2. The process of claim 1, wherein the shell geometry is generated using a laser scan, a physical impression, splicing of pictures taken from multiple angles, image processing and interpolation from a single picture or an alternative scanning of the object to be molded.

3. The process of claim 1, wherein the shell is manufactured by additive means such as fused filament fabrication, stereolithography, digital light projection based selective curing, inkjet printing, selective laser sintering or selective deposition lamination.

4. The process of claim 1, further comprising using a software algorithm to trim and shell scanned data.

5. The process of claim 1, further comprising transferring data to send the 3D model to a 3D printer by wireless or wired means.

6. The process of claim 1, further comprising printing a material shell of an optionally sacrificial material.

7. The process of claim 1, further comprising positioning the material shell around prefabricated components such as but not limited to custom electronics, stiff structural materials or encapsulated biological materials.

8. The process of claim 1, wherein the polymer comprises a combination of mutually miscible monomers that are subsequently fully or partially polymerized in the shell.

9. The process of claim 1, wherein the polymer or prepolymer is cured by a UV source or other optical energy sources.

10. The process of claim 1, further comprising optionally deforming a partially polymerized device further and completing the polymerization process to achieve extraordinary shapes.

11. The process of claim 1, further comprising performing post processing steps on the device, such as custom finishing, polishing, and milling.

12. The process of claim 1, wherein the process is used to manufacture earplugs, earphones, bluetooth devices, hearing aids and other personalized audio equipment.

13. The process of claim 1, wherein the process is used to manufacture dental aligners or other personalized dental equipment or devices.

14. The process of claim 1, wherein the process is used to manufacture end-use products with the requisite properties such as but not limited to mechanical, thermal, electrical, piezoelectric, optical, structural, biological, or chemical to directly be used in manufacturing environments.

15. The process of claim 1, wherein the process is used to manufacture biomedical devices including but not limited to syringes, catheters, valves, stents, suture anchors, needles, bandages, arterial clamps, punctual plugs, septal plugs, synthetic bones, synthetic cartilage, synthetic tendons, custom prosthetics, tissue phantoms, scaffolds, or cellular scaffolds of specific shapes.
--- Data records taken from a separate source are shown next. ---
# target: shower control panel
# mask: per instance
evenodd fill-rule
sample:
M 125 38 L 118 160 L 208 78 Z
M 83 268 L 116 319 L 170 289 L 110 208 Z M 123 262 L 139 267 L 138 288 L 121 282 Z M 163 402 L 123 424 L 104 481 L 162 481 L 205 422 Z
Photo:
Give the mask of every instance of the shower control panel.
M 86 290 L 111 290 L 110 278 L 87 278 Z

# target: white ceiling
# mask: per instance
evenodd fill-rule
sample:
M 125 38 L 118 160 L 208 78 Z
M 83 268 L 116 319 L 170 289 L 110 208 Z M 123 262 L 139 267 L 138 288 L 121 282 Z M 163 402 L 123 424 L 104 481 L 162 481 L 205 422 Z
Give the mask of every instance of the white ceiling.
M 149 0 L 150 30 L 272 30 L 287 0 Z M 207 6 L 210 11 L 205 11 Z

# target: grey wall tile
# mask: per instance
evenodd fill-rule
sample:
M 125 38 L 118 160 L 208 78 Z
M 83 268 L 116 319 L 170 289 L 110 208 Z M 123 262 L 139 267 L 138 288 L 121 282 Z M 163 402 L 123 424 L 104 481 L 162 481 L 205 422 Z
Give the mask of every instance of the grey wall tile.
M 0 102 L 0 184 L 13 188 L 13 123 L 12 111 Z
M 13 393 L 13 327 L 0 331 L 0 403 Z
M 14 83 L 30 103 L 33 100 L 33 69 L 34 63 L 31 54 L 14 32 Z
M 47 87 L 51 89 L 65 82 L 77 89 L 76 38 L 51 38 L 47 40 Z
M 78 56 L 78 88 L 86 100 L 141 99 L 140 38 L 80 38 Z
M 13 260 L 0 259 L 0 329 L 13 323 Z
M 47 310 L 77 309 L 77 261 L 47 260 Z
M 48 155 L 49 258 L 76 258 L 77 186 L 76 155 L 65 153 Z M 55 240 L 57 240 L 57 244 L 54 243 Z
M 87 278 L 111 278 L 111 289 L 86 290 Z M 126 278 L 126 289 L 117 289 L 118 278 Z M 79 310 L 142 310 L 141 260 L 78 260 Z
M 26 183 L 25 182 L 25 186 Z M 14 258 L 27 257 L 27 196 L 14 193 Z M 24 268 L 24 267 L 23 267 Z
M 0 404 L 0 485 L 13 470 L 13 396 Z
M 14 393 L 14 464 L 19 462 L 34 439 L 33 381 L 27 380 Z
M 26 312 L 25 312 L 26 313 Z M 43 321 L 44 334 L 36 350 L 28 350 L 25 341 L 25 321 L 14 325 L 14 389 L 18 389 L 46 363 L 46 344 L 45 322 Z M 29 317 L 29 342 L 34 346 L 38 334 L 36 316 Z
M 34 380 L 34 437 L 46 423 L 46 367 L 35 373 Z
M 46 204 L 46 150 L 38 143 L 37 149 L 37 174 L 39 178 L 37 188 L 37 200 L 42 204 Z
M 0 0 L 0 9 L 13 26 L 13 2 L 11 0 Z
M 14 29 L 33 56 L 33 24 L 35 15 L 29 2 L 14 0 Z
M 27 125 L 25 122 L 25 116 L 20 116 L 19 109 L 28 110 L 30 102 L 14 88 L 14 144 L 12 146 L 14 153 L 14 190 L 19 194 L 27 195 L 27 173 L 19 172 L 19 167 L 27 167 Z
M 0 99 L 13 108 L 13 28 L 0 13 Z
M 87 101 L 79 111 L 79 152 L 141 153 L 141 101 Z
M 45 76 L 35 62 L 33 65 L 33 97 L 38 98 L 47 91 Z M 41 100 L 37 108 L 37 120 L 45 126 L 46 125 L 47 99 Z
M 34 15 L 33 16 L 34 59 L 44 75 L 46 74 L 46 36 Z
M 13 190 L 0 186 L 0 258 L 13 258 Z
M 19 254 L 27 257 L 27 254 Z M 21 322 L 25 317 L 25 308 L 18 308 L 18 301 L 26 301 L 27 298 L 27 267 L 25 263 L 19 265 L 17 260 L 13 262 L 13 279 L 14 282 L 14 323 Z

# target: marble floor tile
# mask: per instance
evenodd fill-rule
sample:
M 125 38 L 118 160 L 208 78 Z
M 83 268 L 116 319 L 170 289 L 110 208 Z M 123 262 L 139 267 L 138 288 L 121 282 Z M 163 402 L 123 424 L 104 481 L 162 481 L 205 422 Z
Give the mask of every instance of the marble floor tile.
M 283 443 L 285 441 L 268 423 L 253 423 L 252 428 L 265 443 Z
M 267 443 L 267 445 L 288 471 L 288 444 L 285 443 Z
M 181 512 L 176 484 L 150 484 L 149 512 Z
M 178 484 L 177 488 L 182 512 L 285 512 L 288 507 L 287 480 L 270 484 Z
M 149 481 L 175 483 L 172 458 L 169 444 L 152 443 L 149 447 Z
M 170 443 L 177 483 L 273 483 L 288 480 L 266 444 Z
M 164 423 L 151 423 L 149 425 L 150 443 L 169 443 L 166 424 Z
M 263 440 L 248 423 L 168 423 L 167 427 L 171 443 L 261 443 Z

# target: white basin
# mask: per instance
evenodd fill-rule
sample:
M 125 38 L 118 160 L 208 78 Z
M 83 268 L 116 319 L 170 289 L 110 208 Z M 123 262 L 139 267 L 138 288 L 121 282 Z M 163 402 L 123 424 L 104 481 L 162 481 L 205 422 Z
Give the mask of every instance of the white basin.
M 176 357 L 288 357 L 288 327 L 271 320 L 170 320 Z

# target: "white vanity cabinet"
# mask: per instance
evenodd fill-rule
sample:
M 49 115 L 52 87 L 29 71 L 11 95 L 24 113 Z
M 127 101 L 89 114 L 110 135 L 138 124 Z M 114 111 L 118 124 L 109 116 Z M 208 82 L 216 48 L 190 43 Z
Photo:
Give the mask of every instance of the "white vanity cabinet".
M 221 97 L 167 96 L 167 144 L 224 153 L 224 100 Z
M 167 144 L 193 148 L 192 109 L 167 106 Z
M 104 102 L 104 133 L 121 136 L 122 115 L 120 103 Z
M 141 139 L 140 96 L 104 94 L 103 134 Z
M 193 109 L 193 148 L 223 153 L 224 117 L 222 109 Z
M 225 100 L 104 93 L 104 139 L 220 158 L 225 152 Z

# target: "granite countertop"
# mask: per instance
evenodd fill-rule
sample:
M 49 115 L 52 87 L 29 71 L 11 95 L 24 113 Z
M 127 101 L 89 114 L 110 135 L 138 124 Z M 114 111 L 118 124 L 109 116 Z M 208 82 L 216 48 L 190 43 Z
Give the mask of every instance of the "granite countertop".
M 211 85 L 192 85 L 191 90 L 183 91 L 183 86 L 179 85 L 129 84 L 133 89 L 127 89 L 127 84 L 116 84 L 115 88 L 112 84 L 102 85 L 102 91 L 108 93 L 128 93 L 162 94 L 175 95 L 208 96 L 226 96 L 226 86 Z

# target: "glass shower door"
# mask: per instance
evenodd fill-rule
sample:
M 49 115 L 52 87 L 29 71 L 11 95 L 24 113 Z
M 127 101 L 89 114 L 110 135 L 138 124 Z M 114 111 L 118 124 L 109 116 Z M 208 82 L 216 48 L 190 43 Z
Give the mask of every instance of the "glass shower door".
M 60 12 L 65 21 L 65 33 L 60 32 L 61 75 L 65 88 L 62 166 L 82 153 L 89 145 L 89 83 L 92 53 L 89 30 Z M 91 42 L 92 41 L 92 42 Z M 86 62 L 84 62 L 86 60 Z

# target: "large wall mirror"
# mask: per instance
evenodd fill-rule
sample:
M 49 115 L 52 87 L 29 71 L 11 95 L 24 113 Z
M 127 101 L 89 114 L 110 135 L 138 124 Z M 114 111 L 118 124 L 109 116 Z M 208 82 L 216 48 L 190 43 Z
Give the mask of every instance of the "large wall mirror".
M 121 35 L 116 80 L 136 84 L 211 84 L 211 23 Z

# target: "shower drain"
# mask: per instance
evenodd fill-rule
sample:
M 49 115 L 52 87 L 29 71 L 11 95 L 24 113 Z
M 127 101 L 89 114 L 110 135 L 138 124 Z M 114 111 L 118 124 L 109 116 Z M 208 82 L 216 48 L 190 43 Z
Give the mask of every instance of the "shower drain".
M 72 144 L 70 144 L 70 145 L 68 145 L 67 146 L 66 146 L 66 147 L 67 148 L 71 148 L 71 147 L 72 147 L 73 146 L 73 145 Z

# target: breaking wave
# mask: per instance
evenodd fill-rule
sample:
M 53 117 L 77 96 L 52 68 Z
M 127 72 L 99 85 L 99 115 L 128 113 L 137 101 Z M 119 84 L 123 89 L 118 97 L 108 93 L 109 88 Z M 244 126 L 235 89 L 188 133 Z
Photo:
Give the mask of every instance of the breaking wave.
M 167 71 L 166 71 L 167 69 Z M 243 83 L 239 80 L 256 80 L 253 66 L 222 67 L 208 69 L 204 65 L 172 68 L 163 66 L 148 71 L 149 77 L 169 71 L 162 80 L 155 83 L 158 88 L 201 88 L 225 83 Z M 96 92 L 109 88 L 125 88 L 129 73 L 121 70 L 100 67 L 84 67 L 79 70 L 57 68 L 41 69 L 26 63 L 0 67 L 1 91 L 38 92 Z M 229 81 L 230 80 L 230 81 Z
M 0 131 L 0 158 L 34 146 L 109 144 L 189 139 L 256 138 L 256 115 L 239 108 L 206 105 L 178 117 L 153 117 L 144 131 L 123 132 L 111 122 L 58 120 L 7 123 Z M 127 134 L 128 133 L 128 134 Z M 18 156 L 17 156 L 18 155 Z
16. The process of claim 1, wherein the injecting process used is injection molding, blow molding, vacuum assisted resin transfer molding, reactive injection molding, foaming or casting.

17. The process of claim 11, wherein the post-finishing or polishing is performed by laser ablation.

18. The process of claim 12, wherein the audio equipment is coated with one or more compounds that resist bacteria growth, boost immune system, and enhance compatibility of the audio equipment with human organs.

19. The process of claim 13, wherein the dental equipment is coated with one or more compounds that resist bacterial growth, boost immune system and enhance compatibility of the dental equipment with human organs.

20. The process of claim 15, wherein the biomedical devices are coated with one or more compounds that resist bacterial growth, boost immune system and enhance compatibility of the biomedical devices with human organs.